8/31/2020 9:21:53 AM | Reply
Love this blog Tom - we refer to it often for ideas and inspiration for our landscape and gardening service. Many thanksJames.
8/31/2020 6:38:10 AM | Reply
This is a great blog to read, I really like the way you have presented your content. I am planning a landscape design soon and looking for making a perfect lawn area, this article will really help me a lot for planning for my landscaping project.Well, I have visited another site Groundworkslandscaping.co.nz having some wonderful and similar information.
8/21/2020 12:59:22 AM | Reply
Very informative article. It is always helpful to take a step back and look at ones outdoor space as a whole. As you mentioned, certain areas should be designated for walking, driveways, utility, and gardening. The key is to make the landscape design flow from type of space to the next. It would always be wise to consult with a professional landscape designer to ensure that the types of plants and trees put into your landscape will work with your climate. Thank you for the information.

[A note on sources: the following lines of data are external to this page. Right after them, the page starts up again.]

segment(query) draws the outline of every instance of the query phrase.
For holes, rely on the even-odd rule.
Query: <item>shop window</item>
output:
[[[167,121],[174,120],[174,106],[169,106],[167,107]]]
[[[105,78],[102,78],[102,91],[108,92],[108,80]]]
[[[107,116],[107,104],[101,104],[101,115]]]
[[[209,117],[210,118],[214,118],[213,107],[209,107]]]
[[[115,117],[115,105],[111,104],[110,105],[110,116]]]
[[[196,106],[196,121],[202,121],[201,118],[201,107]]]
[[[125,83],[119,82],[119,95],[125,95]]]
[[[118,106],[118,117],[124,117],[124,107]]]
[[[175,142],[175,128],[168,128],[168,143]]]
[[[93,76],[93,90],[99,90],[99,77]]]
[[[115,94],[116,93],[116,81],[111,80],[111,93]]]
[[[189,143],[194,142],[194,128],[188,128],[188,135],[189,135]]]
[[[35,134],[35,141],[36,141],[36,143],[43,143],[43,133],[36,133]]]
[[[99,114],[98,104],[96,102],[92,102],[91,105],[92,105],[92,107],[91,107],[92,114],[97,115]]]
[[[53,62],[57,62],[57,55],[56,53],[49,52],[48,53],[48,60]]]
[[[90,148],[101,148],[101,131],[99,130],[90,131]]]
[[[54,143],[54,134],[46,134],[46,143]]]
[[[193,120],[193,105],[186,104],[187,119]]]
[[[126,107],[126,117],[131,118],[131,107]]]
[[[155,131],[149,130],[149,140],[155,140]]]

8/17/2020 1:08:21 PM | Reply
Thanks for sharing this post! Our team learned a lot down here in Costa Mesa. Keep up the great work :)
8/17/2020 3:40:52 AM | Reply
Very interesting post on landscaping design. Awesome and step by step explanation. I really appreciate the way you have written and explained. Good work..!!!
7/21/2020 4:03:21 AM | Reply
This was an amazing blog! I found it to be very informative, thank you for sharing.
7/19/2020 12:02:02 AM | Reply
Thank you for composing this great weblog which really can help us with doing and the importance of the topic. I'm pretty much pleased with your good work
7/17/2020 1:02:49 AM | Reply
Great stuff! Thank you for this read. Our team learned a lot and will incorporate what we learned into our daily practices. Keep up the great work. Let us know if we tree surgeons San Mateo can be of any help to you.
7/15/2020 1:00:41 AM | Reply

@Tree Removal San Mateo: I agree with that with this basic design you can actually big foundation to start your own design. Thanks for the read.

7/17/2020 7:52:43 AM | Reply
Phenomenal content. You did a great job analyzing the content and making it engaging and easy to read. I loved the idea of creating unity within your design. It allows for the overall look and feel of the Property to be enhanced when there is a common element bringing it together .Great work!
6/22/2020 11:38:42 PM | Reply
I recently scaled up my landscaping company and stumbled upon this article, enjoyable read, really appreciate you taking the time to lay out some clear rules to give people a better understanding on how to think and approach their own landscape design. In my practice, I've found customers to be a bit all over the place with what they want and when they want it; your article has helped me better understand a concrete answer I can give them in the future, thank you!
6/18/2020 9:22:28 PM | Reply
Loved the bit about starting with the "bones" and then putting the "meat" on. What you have to work with really determines what's possible and what will flow.
6/18/2020 3:39:38 PM | Reply
My friend who deals in landscaping did an experiment with two of the same plants in the same conditions and she would talk harshly and demeaning to one plant and nice to the other. The one that was spoken to harshly didn't grow as much, I thought that was so funny.